Cette antériorité confère à la nature naturée son unité : ce
qui fait qu'elle n'est pas qu'une somme d'individus séparés.
Ainsi la nature naturante, ou substance-attributs, ou Dieu, est une
réalité absolument infinie qui est cause immanente du mode d'existence
propre à tous les êtres singuliers. Celle-ci engendre d'ailleurs immédiatement
(mode infini immédiat) - autrement dit de toute éternité - un entendement
infini antérieur aux entendements singuliers (E1P21
et E2P3 et 4).
Or qui dit "entendement" dit idée de soi et idée de cette idée : conscience.

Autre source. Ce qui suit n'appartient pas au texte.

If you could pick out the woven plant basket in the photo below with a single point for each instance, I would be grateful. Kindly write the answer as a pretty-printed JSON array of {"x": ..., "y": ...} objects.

La nature est donc consciente d'elle-même : au niveau de l'entendement
infini comme dans une certaine mesure à celui des entendements
finis.
A ce titre, le terme de "nature" pris au sens courant de totalité des
êtres finis n'indique pas mieux la pensée de Spinoza que "Dieu" au sens
courant. C'est pourquoi Spinoza utilise à la fois les deux termes
pour éviter au lecteur de tomber dans une interprétation tronquée. Certes
Dieu n'est pas une "personne" et un créateur, agissant et jugeant ses
créatures de façon anthropomorphique (en pensant avant d'agir par exemple
: la pensée divine est toujours coextensive à son action), mais ce n'est
pas non plus qu'une collection d'êtres finis. A ce titre, le spinozisme
n'est pas plus un athéisme qu'un théisme au sens judéo-chrétien. Ce
serait plutôt un déisme : il y a un Dieu, principe de toute réalité
et de toute connaissance complète, qui s'il n'intervient pas en "personne"
dans la vie des hommes, est au principe de leur salut (accès
à une liberté et une félicité éternelles) : cf. E5.
Conclusion
Spinoza critique l'anthropomorphisme des représentations
ordinaires de Dieu au nom d'une idée rationnellement construite de Dieu,
comme explicitation logique de l'idée d'ens realissimum.
Sans cette idée rationnelle, pas de critique possible de l'anthropomorphisme.
Or nous avons vu plus haut qu'il s'agit de l'idée d'un être absolument
infini etc. La critique de l'anthropomorphisme n'est donc pas le cache
sexe de l'athéisme.
Rien de ce que Spinoza affirme de Dieu n'est "inconcevable" car un
concept rationnel n'a pas à permettre d'appréhender un objet selon une
expérience sensible, si cet objet n'est pas un objet fini. En revanche,
on peut dire que Dieu est "insondable" puisque cela renvoie à l'appréhension
d'un objet fini (on sonde une rivière pour en faire ressortir un objet
perdu). Mais Dieu, comme nature naturante, n'a pas à être "sondé" puisqu'il
est déjà immédiatement présent en chaque réalité particulière, en tant
qu'elle affirme son être dans l'être (E3P6,
démonstration). Dieu n'est pas "perdu", on ne le croit que parce qu'on
cherche avec les yeux du corps ou avec l'imagination, au lieu de le
voir avec les yeux de l'entendement que sont les démonstrations.
D'autre part si rien de ce qui caractérise l'homme en tant qu'être
fini ne saurait être attribué à Dieu en tant que substance, il ne faut
pas négliger que toutes les propriétés de Dieu se retrouvent en l'homme
comme expression finie de la substance. Ainsi l'homme "participe" à
la pensée divine par ses idées inadéquates et adéquates, à l'entendement
infini par son entendement fini, à l'amour intellectuel de Dieu par
son amour intellectuel... Chez Spinoza, dire que Dieu pense, entend,
aime... n'est pas "anthropomorphiser" Dieu mais diviniser
l'homme. La "désanthropomorphisation" de Dieu est une
épuration de son concept, conformément à la "méthode" de TRE, non l'annulation
de toute idée s'y rapportant.
On avait posé à Alexandre Matheron,
un commentateur moderne et assez "marxisant" de Spinoza, la
question : "pensez-vous finalement que Spinoza croyait en Dieu
?" Réponse de Matheron : "Ce qui est certain, c'est
que Spinoza croyait dans le Dieu de Spinoza".
Cf. "La querelle de l'athéisme spinoziste" in L'immanence
et le Salut de Bernard Rousset, page 227 (cf Bibliographie).
Voir aussi "L'idée de religion chez Spinoza" in Essais
Spinozistes de Sylvain Zac, p. 73.
"Quelques remarques à propos du marranisme : un concept
à tout faire" in Revue de Psychologie des Peuples,
Le Havre, 1978, pp. 83-100, article de Henri Méchoulan.